What is Rupee Cost Averaging in SIP?
Table of Contents
Did you know that as of August 2022, there are a total of 5.72 crore SIP accounts active in India? This only goes to show the popularity that this route of investment enjoys in the country. A Systematic Investment Plan (SIP) makes investments more accessible by allowing you to start your wealth creation journey by investing as little as ₹500 a month. In fact, you can use an online SIP calculator to check how much you should invest regularly to achieve your financial goals. This will help you make informed financial decisions.
But SIPs are a long-term investment. They reap the maximum benefits when you let your money to work for you over the years. This is because of rupee cost averaging.
What is Rupee Cost Averaging?
When you invest in mutual funds, your money is used to buy you units of the fund (almost like you would buy shares of a company). Now, the price of these units fluctuates due to several reasons.

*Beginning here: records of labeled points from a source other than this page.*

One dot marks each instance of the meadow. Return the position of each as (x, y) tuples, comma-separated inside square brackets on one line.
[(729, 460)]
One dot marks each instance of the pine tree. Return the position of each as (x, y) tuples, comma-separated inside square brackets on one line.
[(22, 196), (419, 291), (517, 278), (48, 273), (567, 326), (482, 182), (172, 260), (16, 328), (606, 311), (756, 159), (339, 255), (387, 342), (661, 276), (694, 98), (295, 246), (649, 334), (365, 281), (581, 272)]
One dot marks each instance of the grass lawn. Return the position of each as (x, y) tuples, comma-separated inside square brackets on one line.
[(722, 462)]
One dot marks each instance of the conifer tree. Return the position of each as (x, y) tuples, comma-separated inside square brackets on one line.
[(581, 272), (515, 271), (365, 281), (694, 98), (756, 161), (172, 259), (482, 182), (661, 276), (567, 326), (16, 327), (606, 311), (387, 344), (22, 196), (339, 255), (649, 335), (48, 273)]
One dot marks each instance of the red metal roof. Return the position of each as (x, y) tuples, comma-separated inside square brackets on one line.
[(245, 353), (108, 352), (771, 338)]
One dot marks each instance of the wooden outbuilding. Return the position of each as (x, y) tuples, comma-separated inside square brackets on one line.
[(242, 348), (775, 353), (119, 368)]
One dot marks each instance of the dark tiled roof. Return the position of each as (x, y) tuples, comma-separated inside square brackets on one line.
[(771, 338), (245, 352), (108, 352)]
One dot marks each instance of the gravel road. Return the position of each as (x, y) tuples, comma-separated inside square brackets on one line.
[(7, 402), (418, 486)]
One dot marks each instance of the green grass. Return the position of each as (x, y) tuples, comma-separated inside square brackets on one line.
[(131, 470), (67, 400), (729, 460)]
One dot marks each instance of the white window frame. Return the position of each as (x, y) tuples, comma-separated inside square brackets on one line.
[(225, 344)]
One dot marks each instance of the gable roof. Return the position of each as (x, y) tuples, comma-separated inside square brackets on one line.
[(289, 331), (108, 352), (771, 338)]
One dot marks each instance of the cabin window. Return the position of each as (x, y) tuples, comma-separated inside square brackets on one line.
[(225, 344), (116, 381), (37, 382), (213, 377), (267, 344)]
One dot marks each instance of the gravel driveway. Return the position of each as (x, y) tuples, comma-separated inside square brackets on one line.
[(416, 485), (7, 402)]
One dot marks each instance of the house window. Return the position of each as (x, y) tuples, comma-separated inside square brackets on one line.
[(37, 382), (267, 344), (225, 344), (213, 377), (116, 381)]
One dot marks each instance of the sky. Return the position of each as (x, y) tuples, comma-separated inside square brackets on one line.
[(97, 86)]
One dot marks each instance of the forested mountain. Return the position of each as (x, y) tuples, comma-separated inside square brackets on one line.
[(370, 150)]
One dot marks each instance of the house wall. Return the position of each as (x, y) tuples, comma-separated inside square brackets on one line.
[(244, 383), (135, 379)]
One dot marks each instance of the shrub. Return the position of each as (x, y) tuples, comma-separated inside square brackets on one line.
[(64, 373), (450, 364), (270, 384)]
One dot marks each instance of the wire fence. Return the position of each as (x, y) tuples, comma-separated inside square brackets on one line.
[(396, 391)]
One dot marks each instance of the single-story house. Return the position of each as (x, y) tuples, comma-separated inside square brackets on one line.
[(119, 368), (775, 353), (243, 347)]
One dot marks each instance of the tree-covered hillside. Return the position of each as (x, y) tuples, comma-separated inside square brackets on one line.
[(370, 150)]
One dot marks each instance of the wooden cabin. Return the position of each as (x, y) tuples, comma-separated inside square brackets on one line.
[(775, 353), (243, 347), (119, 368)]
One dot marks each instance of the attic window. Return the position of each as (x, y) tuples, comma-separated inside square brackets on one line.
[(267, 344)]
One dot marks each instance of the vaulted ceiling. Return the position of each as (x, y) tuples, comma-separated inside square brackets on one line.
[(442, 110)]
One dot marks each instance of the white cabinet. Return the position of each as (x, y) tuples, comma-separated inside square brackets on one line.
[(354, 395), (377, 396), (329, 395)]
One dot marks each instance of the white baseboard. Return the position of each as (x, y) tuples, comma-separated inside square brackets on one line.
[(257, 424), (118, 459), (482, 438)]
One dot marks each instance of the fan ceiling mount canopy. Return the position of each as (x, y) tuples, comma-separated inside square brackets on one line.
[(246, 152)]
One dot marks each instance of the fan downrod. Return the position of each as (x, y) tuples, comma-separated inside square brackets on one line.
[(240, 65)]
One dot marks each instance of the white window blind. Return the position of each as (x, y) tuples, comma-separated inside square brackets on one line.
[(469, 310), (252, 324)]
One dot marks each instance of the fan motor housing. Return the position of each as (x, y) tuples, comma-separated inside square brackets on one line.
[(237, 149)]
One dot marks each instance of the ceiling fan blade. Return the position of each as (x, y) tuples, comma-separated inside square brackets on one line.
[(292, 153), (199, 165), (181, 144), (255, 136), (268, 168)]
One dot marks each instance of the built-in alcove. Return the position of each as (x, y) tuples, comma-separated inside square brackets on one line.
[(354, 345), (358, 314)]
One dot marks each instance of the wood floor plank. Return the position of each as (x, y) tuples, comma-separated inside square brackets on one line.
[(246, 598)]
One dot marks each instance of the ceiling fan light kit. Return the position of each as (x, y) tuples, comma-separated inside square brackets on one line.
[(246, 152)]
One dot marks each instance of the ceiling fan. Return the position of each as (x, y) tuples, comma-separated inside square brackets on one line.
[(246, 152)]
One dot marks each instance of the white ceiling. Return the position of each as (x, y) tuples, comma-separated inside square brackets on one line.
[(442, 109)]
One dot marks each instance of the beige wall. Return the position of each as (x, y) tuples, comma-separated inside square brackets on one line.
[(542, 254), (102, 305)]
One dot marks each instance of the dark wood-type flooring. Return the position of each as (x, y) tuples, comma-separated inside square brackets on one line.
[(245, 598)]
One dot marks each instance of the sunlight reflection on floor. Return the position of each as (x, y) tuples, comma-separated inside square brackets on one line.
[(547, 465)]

For instance, if the fund you’ve invested in is focused on equities, the price of the fund’s units (net asset value or NAV) would depend on how the stock market or the sector that the stocks it invests in are performing.
So, when you invest in this mutual fund through the SIP route, your investment will buy you a different number of units each time, based on whether the NAV has risen or fallen. When the market is down, you can buy more units and vice versa.

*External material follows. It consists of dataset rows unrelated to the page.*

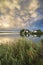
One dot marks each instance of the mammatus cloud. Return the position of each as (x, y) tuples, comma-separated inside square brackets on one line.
[(19, 13)]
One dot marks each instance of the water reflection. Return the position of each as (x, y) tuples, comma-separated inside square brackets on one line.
[(12, 37)]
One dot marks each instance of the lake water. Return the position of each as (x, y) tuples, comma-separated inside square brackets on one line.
[(12, 37)]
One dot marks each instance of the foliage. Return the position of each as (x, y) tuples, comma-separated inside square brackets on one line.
[(23, 52)]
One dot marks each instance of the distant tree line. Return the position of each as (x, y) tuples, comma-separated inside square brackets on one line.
[(26, 32)]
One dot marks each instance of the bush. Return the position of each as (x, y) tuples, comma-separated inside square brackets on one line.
[(23, 52)]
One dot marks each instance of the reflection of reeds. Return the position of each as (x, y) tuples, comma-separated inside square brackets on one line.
[(23, 52)]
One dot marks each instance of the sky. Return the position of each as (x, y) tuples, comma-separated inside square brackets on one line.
[(18, 14)]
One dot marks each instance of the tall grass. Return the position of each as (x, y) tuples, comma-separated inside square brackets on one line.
[(23, 52)]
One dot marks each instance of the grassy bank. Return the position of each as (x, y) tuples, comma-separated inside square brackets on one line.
[(23, 52)]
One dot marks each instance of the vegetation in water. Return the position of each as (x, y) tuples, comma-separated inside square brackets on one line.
[(23, 52)]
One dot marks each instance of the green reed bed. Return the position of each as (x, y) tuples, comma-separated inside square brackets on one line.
[(23, 52)]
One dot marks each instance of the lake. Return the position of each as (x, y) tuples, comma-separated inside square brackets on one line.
[(12, 37)]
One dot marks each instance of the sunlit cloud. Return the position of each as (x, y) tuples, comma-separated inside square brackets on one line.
[(19, 13)]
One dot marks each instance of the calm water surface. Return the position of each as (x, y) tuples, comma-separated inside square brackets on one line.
[(12, 37)]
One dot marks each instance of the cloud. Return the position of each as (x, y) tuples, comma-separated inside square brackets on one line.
[(20, 13)]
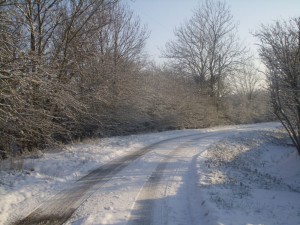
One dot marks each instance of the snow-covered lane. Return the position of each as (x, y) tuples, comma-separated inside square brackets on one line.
[(243, 174), (157, 188)]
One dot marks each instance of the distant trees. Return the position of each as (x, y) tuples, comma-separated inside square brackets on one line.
[(279, 48), (58, 66), (207, 48), (76, 68)]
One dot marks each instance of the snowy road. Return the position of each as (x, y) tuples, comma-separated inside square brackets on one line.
[(244, 175), (173, 170)]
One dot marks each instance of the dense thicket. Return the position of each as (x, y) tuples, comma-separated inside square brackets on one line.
[(280, 51), (76, 68)]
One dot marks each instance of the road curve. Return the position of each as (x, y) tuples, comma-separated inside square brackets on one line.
[(155, 199), (59, 208)]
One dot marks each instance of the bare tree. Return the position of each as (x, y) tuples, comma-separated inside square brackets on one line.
[(279, 48), (247, 81), (207, 48)]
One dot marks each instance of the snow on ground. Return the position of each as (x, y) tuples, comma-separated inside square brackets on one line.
[(28, 181), (250, 176)]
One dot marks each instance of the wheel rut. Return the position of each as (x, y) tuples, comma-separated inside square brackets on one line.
[(151, 205), (58, 209)]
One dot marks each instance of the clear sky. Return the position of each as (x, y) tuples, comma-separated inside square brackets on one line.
[(162, 16)]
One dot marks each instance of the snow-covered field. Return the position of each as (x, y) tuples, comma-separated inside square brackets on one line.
[(242, 174)]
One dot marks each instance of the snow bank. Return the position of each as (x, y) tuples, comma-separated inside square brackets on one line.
[(252, 177), (26, 182)]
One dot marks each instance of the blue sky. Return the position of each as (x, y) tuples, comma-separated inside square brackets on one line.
[(162, 16)]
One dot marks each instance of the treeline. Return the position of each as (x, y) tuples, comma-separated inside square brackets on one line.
[(71, 69)]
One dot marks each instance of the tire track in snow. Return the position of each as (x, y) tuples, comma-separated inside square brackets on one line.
[(151, 206), (59, 208)]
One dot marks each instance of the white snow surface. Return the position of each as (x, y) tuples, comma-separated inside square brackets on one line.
[(245, 174)]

When you invest for the long-term, the impact of these fluctuations gets smoothened out because the price at which you’ve bought the units will average out. For example, let’s say you invest ₹10,000 over 4 quarters in a mutual fund, such that you’ve invested a total of ₹40,000 over a period of one year. Through this time, the NAV of the fund has fluctuated from ₹200 to ₹150, then ₹100 and finally ₹300.
So, you would have been able to buy 50 units in the first quarter, 66.67 in the second quarter, 100 in the third quarter and 33.33 units in the last quarter. You’ve now ended up with a total of 250 units. So, the average NAV that you’ve invested at works out to ₹160. This is much less than the price you paid for almost two-thirds of the units you’ve bought. Rupee cost averaging works this way regardless of whether you invest in mutual funds online or offline. You can get an estimate of the expected returns by using an SIP calculator.
Who Benefits from Rupee Cost Averaging
The longer you stay invested, the more time you give for rupee cost averaging to work in your benefit. This is because prices fluctuate more significantly over a span of 5-10 years than they would in a single year. So, rupee cost averaging will work best for investors with a longer investment horizon.
Also, those who invest at regular intervals, rather than making a lump sum investment, will benefit. This is because periodic investments allow you to make the most of price fluctuations. You can use a mutual fund SIP calculator to check the returns you can expect with your chosen timeframe and investment capital.